Letterie et al., evaluated a computer decision support system for day-to-day management of ovarian stimulation during IVF following key decisions made during an IVF cycle: [1] stop stimulation or continue stimulation. If the decision was to stop, then the next automated decision was to [2] trigger or cancel. If the decision was to continue stimulation, then the next key decisions were [3] the number of days to follow-up and [4] whether any dose adjustment was needed (Letterie and Mac Donald 2020).

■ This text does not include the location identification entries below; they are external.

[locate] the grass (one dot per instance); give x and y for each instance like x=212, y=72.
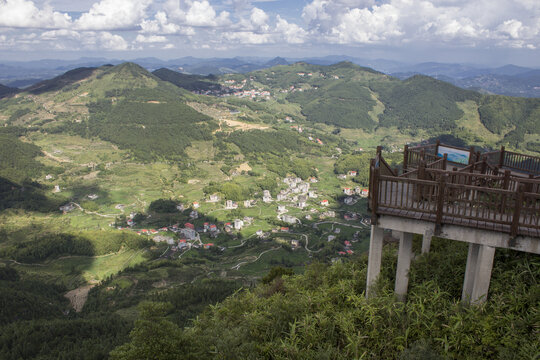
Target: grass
x=471, y=122
x=74, y=271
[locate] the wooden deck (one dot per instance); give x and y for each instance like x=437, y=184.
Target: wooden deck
x=478, y=195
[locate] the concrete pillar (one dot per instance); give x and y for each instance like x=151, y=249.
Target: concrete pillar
x=404, y=264
x=375, y=258
x=482, y=277
x=426, y=241
x=470, y=270
x=478, y=273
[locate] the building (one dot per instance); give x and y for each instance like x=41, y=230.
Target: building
x=238, y=224
x=266, y=196
x=289, y=219
x=302, y=201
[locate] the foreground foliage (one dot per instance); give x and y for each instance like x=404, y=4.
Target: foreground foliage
x=323, y=314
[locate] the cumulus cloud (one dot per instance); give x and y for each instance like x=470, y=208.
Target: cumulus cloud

The authors used data derived from an electronic medical records system of a female population undergoing IVF cycles and oocyte cryopreservation to include the ’patients’ demographics, past medical history, and infertility
evaluation, including diagnosis, laboratory testing for ovarian reserve, and any radiologic studies pertinent to a diagnosis of infertility. The four key decisions during the process of ovarian stimulation and IVF were compared to expert decisions across 12 providers; they were found to have a sensitivity of 0.98 for trigger and 0.78 for cycle cancellation.
AI Application on Oocytes
Controlled ovarian stimulation (COS) yields oocytes at various stages of meiotic maturity. Identification of MII (extruded polar body), MI (no polar body), GV (germinal vesicle indicative of prophase I), giant MII oocytes, and other abnormalities is primarily performed by embryologists; however, nuclear and cytoplasmic maturity cannot be assessed.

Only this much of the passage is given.